I know, the lying is so much worse than the cheating, isn't it?
Now - if your plan is to stay for this year and get S18 through high school - how about making a priority list, a plan for what you're going to work on?
Include: 1) Strategies for helping S18. Does he need tutoring, nutritional support, exercise, a vacation away with you? What do you think will help him the most? What are the best times to chat with him? What can you do to give him more time, attention and support?
2) Self-improvement - no matter WHAT happens with your marriage, you will be happier a year from now if you have done things to help yourself be healthier, stronger, clearer, more competent. What are the areas you need to work on, and what is your plan for achieving your goals?
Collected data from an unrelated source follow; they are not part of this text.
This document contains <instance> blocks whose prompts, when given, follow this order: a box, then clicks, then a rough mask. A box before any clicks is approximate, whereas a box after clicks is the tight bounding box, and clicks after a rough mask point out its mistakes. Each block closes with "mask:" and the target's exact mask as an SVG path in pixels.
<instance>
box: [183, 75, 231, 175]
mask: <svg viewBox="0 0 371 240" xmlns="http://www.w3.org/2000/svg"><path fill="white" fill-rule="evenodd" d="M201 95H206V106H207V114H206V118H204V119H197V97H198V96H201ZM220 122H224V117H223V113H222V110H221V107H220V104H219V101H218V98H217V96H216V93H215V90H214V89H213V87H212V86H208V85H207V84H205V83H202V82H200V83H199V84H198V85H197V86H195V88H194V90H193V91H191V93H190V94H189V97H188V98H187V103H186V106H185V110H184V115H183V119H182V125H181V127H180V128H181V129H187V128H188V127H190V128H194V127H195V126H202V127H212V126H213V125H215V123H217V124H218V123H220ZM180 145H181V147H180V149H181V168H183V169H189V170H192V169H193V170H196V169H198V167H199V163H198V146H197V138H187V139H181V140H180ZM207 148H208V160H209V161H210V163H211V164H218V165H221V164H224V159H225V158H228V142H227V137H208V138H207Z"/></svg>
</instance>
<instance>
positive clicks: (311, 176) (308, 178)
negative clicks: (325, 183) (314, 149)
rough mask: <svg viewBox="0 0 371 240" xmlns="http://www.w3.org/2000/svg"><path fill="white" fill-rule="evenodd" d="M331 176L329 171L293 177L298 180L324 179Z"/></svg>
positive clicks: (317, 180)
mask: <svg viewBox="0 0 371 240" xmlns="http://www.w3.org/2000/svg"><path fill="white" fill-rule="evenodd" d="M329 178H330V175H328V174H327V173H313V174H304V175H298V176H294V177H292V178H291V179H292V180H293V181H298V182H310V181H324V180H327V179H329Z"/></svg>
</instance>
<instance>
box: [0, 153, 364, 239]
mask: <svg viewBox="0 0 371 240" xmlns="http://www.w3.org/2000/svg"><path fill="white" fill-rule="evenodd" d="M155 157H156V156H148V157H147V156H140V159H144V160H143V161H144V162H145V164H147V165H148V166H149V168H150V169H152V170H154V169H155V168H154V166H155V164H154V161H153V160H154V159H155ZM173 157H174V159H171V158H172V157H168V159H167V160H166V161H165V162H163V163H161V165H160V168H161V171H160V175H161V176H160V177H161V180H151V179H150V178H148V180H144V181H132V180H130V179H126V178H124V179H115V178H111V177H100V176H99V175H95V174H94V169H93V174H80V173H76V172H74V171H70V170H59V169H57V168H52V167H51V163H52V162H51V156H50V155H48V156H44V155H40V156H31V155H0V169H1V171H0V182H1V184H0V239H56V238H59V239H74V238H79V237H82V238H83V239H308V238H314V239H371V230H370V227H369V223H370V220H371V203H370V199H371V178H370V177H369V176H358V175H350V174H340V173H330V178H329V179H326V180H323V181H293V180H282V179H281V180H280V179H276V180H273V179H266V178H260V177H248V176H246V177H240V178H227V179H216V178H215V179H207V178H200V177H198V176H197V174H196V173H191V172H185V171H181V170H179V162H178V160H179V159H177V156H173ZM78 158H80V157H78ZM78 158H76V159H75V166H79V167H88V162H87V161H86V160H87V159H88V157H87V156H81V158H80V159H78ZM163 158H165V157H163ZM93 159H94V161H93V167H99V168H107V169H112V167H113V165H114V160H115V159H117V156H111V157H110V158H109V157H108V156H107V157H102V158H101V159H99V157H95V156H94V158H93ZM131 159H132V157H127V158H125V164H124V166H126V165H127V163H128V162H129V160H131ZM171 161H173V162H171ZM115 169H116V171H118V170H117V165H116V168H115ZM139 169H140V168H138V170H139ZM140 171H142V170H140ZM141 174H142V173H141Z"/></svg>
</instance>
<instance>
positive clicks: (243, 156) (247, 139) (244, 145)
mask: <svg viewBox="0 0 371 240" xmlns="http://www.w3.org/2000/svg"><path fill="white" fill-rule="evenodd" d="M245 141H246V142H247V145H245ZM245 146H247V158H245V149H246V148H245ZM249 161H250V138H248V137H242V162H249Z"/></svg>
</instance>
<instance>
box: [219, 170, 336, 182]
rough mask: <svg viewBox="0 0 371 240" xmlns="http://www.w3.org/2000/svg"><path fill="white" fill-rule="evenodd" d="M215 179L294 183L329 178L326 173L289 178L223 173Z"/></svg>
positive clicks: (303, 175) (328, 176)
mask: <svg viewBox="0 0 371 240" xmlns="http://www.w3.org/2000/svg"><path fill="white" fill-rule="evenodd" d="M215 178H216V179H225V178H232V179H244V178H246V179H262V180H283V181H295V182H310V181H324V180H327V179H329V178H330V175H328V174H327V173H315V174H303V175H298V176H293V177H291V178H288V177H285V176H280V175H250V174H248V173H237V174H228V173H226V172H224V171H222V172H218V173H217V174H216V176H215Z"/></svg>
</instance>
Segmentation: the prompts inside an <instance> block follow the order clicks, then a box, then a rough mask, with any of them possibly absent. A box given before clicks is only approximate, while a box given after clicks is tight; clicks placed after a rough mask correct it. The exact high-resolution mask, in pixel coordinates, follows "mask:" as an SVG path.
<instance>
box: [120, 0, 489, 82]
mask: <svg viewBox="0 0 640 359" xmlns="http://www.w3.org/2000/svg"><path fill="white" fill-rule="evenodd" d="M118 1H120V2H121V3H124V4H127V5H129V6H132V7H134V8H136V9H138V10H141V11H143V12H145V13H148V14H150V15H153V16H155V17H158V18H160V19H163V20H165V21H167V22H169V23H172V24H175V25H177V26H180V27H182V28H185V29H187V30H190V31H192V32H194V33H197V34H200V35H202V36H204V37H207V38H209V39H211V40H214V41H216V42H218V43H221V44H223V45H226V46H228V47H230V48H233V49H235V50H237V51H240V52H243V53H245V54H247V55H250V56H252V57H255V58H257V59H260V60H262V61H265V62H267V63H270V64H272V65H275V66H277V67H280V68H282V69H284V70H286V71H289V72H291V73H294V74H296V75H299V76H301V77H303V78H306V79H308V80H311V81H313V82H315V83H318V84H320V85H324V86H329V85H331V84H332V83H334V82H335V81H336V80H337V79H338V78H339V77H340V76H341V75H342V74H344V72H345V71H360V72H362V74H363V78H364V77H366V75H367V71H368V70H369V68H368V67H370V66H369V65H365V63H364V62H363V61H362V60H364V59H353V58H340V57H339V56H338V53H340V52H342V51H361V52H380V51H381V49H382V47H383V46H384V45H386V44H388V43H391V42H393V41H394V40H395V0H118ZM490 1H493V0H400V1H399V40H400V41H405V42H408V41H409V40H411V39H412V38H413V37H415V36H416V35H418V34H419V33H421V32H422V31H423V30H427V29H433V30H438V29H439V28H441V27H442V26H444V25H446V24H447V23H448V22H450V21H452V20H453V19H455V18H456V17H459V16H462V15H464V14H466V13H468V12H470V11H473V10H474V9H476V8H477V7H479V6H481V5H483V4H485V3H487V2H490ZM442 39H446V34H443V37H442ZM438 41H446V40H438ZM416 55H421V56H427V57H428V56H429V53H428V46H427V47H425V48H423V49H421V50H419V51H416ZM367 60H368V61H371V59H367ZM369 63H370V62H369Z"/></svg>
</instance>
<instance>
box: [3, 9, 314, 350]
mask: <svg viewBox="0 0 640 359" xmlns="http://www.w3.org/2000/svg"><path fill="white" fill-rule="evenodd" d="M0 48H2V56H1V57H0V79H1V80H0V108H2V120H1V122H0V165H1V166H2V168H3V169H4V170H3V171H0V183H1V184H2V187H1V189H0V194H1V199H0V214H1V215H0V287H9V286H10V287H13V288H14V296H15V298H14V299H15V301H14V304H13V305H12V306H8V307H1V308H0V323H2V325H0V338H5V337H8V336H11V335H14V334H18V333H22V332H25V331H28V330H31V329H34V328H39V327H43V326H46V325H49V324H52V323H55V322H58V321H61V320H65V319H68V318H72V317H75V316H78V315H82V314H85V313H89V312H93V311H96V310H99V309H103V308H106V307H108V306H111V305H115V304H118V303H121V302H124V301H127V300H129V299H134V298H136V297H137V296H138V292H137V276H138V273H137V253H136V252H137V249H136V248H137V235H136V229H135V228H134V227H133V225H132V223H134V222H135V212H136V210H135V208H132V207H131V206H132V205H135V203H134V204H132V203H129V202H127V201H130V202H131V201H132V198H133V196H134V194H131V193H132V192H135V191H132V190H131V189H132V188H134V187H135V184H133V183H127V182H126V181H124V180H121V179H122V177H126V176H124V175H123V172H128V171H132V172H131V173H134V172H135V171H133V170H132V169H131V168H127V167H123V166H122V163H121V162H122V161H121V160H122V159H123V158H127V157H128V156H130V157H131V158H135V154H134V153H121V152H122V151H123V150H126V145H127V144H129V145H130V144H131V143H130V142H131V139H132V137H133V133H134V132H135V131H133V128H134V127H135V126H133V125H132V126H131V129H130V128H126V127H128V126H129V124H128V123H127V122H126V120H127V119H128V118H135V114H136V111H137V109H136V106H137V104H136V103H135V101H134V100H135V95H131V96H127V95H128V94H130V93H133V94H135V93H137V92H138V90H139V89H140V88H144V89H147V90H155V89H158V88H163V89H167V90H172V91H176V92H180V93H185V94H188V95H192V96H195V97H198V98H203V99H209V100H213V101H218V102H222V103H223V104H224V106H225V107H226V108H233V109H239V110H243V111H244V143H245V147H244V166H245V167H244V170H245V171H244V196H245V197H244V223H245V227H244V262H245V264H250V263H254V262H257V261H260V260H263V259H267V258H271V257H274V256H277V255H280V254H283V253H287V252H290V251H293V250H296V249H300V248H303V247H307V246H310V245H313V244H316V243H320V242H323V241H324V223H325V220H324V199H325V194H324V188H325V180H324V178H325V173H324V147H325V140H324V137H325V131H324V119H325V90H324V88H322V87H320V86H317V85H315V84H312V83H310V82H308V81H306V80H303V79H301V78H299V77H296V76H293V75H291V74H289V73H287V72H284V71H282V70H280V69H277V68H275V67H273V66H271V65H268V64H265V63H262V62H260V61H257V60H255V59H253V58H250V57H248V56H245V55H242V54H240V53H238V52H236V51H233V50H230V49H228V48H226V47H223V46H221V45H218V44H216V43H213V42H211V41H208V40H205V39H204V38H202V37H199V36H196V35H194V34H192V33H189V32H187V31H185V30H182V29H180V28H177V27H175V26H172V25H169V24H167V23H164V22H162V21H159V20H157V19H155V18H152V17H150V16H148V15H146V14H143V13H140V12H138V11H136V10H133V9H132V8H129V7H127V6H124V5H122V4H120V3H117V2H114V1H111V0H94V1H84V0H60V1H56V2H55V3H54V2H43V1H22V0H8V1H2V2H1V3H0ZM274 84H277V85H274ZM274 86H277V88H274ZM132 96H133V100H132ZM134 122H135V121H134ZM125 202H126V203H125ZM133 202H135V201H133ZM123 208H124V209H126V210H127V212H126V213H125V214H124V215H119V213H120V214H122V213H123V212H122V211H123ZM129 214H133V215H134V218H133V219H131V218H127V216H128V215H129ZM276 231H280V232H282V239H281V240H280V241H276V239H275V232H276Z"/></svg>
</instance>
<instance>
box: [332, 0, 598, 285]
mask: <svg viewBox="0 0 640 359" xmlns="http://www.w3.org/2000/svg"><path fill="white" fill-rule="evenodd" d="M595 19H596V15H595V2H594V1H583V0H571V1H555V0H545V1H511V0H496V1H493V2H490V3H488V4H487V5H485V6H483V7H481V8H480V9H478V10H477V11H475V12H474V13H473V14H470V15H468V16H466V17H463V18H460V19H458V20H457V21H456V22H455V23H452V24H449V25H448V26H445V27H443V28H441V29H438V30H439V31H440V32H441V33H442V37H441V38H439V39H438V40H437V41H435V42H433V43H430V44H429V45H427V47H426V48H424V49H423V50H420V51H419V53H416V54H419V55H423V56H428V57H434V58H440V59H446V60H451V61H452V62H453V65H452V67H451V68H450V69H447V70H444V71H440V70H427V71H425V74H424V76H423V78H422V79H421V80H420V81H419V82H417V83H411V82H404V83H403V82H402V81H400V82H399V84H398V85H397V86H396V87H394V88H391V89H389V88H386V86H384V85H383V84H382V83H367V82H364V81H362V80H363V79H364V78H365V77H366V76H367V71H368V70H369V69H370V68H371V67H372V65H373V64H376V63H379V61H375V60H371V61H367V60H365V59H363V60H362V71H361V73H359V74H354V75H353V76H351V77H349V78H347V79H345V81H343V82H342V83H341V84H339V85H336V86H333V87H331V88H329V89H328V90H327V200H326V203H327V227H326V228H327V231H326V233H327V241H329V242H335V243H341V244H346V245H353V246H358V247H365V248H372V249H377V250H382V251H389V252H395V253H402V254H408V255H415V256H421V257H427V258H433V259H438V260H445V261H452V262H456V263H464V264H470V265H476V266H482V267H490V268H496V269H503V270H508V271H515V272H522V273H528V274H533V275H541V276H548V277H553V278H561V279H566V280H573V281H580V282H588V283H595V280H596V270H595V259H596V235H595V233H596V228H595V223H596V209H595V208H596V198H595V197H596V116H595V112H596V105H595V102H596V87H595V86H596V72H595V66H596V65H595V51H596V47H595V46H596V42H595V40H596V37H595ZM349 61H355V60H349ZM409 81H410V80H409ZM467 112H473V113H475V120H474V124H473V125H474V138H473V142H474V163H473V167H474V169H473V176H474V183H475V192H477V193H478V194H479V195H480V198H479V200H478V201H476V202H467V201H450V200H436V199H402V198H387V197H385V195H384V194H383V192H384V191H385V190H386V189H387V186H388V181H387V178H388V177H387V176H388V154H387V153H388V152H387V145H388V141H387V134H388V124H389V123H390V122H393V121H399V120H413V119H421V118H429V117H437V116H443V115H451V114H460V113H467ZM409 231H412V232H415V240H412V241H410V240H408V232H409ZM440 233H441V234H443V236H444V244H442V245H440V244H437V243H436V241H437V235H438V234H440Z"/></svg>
3) Self-care - this is a very stressful situation you are trying to tolerate. Getting out and having some FUN is important. Also, it can help to have some big goal or project to focus on outside the marriage (when my H first had an affair, I concentrated on training to climb Mount Whitney. When he left years later (after several years of successful reconciliation) I bought a drum kit and learned to play the drums in a rock band. What is there that you dream of doing but have been too scared to try? You've got nothing to lose now!
4) Financial peace - now is the time to start figuring out where you stand financially, and think about contingency plans for your financial security should you end up separating in the future. If there are debts, start practicing frugality and get them paid down. Stash some emergency cash somewhere. If you're not working, consider getting training for a career. If you are working, consider how you might improve your income.